La iniciativa del US Open 2026 para aumentar considerablemente las acreditaciones a creadores de contenido ha provocado críticas severas entre los jugadores por las distracciones en la cancha, el ruido constante y episodios atípicos como la suspensión de un partido debido al olor a marihuana.
En la edición 2026 del US Open, la figura de los creadores de contenido se ha convertido en un tema central dentro del debate sobre organización y deporte en el tenis mundial. Con el fin de conectar el torneo con audiencias más jóvenes por medio de plataformas como TikTok e Instagram, la dirección del Grand Slam neoyorquino optó por un aumento significativo en las acreditaciones destinadas a este grupo, llegando a casi un centenar de pases. Según información difundida por Reuters, aproximadamente 100 creadores recibieron acreditación oficial, de los cuales cerca de 20 se dedicaron exclusivamente a cubrir aspectos de gastronomía y bebidas en el recinto. No obstante, esta política ha generado fuertes críticas debido a la alteración de la etiqueta tradicional del tenis y el impacto negativo en el desarrollo de los encuentros.
El aumento de contenido audiovisual en las gradas causó que la promoción de experiencias complementarias al juego —centradas en moda, gastronomía, coctelería y espacios VIP— entrara en conflicto con la concentración de los tenistas. Entre las incidencias reportadas sobresale la del partido de Naomi Osaka. En un momento del encuentro, un grupo de asistentes en los palcos comenzó la grabación con un aro de luz, un equipo adicional de iluminación cuyo uso y movimiento provocaron distracciones evidentes en la cancha, lo cual requirió la intervención del juez de silla y causó incomodidad en la jugadora japonesa.
Luego, la jugadora japonesa expresó su rechazo hacia este tipo de comportamientos en eventos deportivos: «Si asistes a un evento deportivo, debes respetar el deporte». Además, calificó como una falta de respeto el uso de dispositivos luminosos y la realización de sesiones fotográficas mientras los puntos están en juego. Sobre la coexistencia de estos nuevos perfiles en las gradas, deportistas como Coco Gauff y Daniil Medvedev afirmaron que la incorporación de un público más diverso es beneficiosa para el tenis, siempre que se respete y cumpla rigurosamente el reglamento vigente en las instalaciones.
La evolución del Grand Slam estadounidense hacia una plataforma combinada de publicidad y entretenimiento también se refleja en su oferta gastronómica viral. Esta edición ha afianzado el consumo de productos costosos pensados para su promoción en redes sociales, como los nuggets de pollo recubiertos con caviar que se venden cerca de los 100 dólares (unos 86 euros al cambio). Además, se mantienen ventas constantes de bebidas emblemáticas como el cóctel Honey Deuce —hecho con vodka, limonada y bolas de melón— que en 2025 generó ingresos de 17 millones de dólares (alrededor de 14,6 millones de euros), junto con la introducción del sándwich French Dip de Salt Hank a 38 dólares, fortaleciendo un circuito paralelo de análisis gastronómico en plataformas digitales.

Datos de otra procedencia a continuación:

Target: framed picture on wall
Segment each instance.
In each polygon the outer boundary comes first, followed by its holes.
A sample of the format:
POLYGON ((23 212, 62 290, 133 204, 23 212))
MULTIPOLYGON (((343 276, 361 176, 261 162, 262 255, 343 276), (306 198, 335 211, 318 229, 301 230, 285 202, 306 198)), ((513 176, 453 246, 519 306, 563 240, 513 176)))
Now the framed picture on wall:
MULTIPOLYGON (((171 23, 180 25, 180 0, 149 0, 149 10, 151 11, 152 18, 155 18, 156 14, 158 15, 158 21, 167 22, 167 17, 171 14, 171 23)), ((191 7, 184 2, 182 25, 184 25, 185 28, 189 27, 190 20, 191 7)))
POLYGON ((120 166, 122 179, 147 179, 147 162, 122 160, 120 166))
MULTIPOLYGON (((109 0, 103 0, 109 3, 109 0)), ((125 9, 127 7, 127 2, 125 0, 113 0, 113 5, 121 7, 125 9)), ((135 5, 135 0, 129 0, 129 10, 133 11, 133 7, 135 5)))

Las perturbaciones del orden han superado las grabaciones de contenido. Varios asistentes señalaron que el ruido ambiental y el constante desplazamiento de espectadores en las gradas durante los puntos afectan la normalidad del partido. El tenista francés Adrián Mannarino calificó el ambiente como un «zoológico», criticando la carencia de control en los accesos, opinión que compartieron trabajadores de acomodación y que motivó reiteradas advertencias por parte de los jueces de silla.
Además de las molestias sonoras, se registró la suspensión parcial del enfrentamiento entre Aryna Sabalenka y Kamilla Rakhimova. La jugadora de Bielorrusia solicitó la intervención de la jueza de silla para localizar a un espectador, indicando que el intenso aroma a marihuana proveniente de la grada interfería con su concentración necesaria para competir. Aunque la ley del estado de Nueva York autoriza el consumo recreativo de cannabis, las reglas internas del US Open prohíben estrictamente fumar dentro del recinto. La tenista Katie Boulter confirmó que esta problemática persistió, señalando que el olor era notorio incluso en las zonas destinadas a los entrenamientos.
En respuesta a los eventos ocurridos en Flushing Meadows, el torneo de Wimbledon ha reafirmado su apego a un reglamento más tradicional. El All England Club rechazó la creación de una categoría específica de acreditación para creadores de contenido o ‘influencers’. Además, el reglamento británico prohíbe categóricamente la entrada de dispositivos de iluminación suplementaria, como los aros de luz, y mantiene estrictas limitaciones en la grabación de vídeo dentro de sus instalaciones, evidenciando un enfoque organizativo distinto al del torneo estadounidense.